22 Dec 2017
'Whaleboats represent the integration of specially developed commercial boat technology into the Royal Navy'
By Morgan Breene, research intern
Visit the National Maritime Museum
For the past six weeks, I have been at the National Maritime Museum as a student research intern, working on a project on whaleboats and their adoption by the Royal Navy in the nineteenth century as a ship’s boat. The term ‘whaleboat’ refers to double ended boats, usually between 23 and 28 feet in length, that were used extensively in both the Arctic and the Pacific for catching and killing whales.

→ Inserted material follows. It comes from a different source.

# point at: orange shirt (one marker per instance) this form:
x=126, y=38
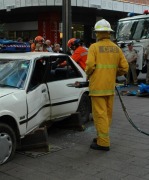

The boats were designed to move both forwards and backwards through the water, were very stable in rough sea conditions, and could be launched and landed through surf. Whaling was a huge industry in both the United States and Britain that produced a number of products in high demand, including clean burning oil and ‘whalebone’ used in women’s corsets.
While the whaleboat as a vessel type was developed for a very specific purpose, the exposure of naval officials to the men and technology of the whaling fleet during the American Revolution and the Napoleonic Wars, in conjunction with its perceived strengths as a design, led to the adoption of the whaleboat into the navy. While the earliest example of a model of a naval vessel with a whaleboat on it in the Museum’s collection at Chatham is dated 1810, whaleboats became most widely used after the 1850s.
Earlier examples from the 1830s and 1840s relate to specialized applications for which the whaleboat was particularly well adapted - such as the Arctic Expeditions of John Ross and John Franklin, and the West Africa Squadron, tasked with suppressing the slave trade.
By 1861, the whaleboat had become officially integrated into the navy as a class of ship’s boat, and was most frequently used on smaller vessel types, such as sloops and gun vessels. Naval whaleboats of this period still resembled their whaling ancestor- truly double ended boats, with curved stem and stern posts. These boats could be rowed or sailed, and carried a single removable mast. The Museum’s collection of ship plans contains several of these early whaleboat plans dating to the 1860s.
Plans from the 1870’s, however, show a change in hull form introduced by the navy. The whale ‘gig’, while still technically double ended, had a fine, flared stern and an upright stern post at a near right angle to the keel. In 1882 the single mast with lug sail was replaced with a two-masted arrangement with dipping lug sails. The whale gig type was built until 1908, and therefore the distinctive hull form is useful in trying to identify undated plans and models. The Montagu whaler, perhaps the best known example of naval whaleboats, was introduced in 1907, and refers to the rig of the boat - early examples of plans of Montagu whalers show the Montagu rig on boats with square sterns. In 1908, the hull form was changed again, reintroducing the curved stern post.
Whaleboats represent the integration of specially developed commercial boat technology into the Royal Navy in the nineteenth century, an important but understudied aspect of naval history. Understanding the circumstances under which naval officers and administrators were exposed to technologies such as whaleboats, and the alterations made to such technologies under naval auspices, can help us gain a broader understanding of the relationships between the navy and non-naval fleets during the nineteenth century, and the contributions made to the navy by other classes of mariner.